27.11.2019, 12:46 Uhr

Naturnahe Entwicklung Lebendige, aber stille Donau

Treffen an der Donau (v. l.): Marianne Rudolph, Franz Denk, Elfriede Maria Heining, Konrad Denk, Franz Schöllhorn und Monika Knauf-Schöllhorn mit Georg Kestel vom BUND Naturschutz und Josef Karl als Gast. (Foto: pm/Franz Rudolph)Treffen an der Donau (v. l.): Marianne Rudolph, Franz Denk, Elfriede Maria Heining, Konrad Denk, Franz Schöllhorn und Monika Knauf-Schöllhorn mit Georg Kestel vom BUND Naturschutz und Josef Karl als Gast. (Foto: pm/Franz Rudolph)

Hochwasserschutzmaßnahmen und Donauausbau führen in Niederalteich zu größeren Veränderungen der Landschaft. Eine Gruppe Niederalteicher Bürger hat sich im Vorfeld zu einer „Interessensgemeinschaft Lebenswertes Niederalteich“ (IG) zusammengeschlossen, um ein Konzept für eine naturnahe Entwicklung des Donauufers, der Schatzkiste des Dorfes, zu entwickeln. Dabei wurde sie von Georg Kestel, dem Kreisvorsitzenden des BUND Naturschutz in Bayern e.V., planerisch unterstützt.

NIEDERALTEICH Aus diesem Grund fand kürzlich eine Begehung des Ufers und eine Erörterung der wichtigsten Inhalte der Planung statt.

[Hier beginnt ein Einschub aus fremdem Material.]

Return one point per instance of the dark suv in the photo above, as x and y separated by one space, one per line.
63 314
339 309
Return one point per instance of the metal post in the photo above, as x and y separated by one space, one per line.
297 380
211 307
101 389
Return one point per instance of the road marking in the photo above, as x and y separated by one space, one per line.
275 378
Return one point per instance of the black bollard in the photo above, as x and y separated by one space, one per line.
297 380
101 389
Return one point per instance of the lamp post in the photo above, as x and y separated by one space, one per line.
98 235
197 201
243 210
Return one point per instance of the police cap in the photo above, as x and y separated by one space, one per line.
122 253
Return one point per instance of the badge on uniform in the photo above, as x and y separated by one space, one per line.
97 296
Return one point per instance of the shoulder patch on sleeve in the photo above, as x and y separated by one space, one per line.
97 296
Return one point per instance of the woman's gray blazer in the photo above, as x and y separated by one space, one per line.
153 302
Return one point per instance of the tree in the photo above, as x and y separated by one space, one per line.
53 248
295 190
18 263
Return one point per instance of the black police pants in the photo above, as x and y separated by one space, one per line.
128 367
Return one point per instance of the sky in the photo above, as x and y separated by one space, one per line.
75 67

Neben einer Beruhigung des Donauufers durch das Auslagern von Autos und Quads sowie von im Sommer überhand nehmenden Campern wird neben dem Donaukreuz eine Wiese als Kernstück der ortsnahen Erholung gewünscht. Diese soll durch Abflachung des Donauufers an Attraktivität gewinnen. Mit einbezogen werden soll eine naturnahe Modellierung des neu entstehenden Grabens am Auslauf des neuen Schöpfwerkes. Veranstaltungen wie das Sonnwendfeuer können hier weiterhin stattfinden. Kritisch betrachtet wurde das Steinlager mitten im Deichvorland, da damit Retentionsraum und Abflussquerschnitt für Hochwasser blockiert wird.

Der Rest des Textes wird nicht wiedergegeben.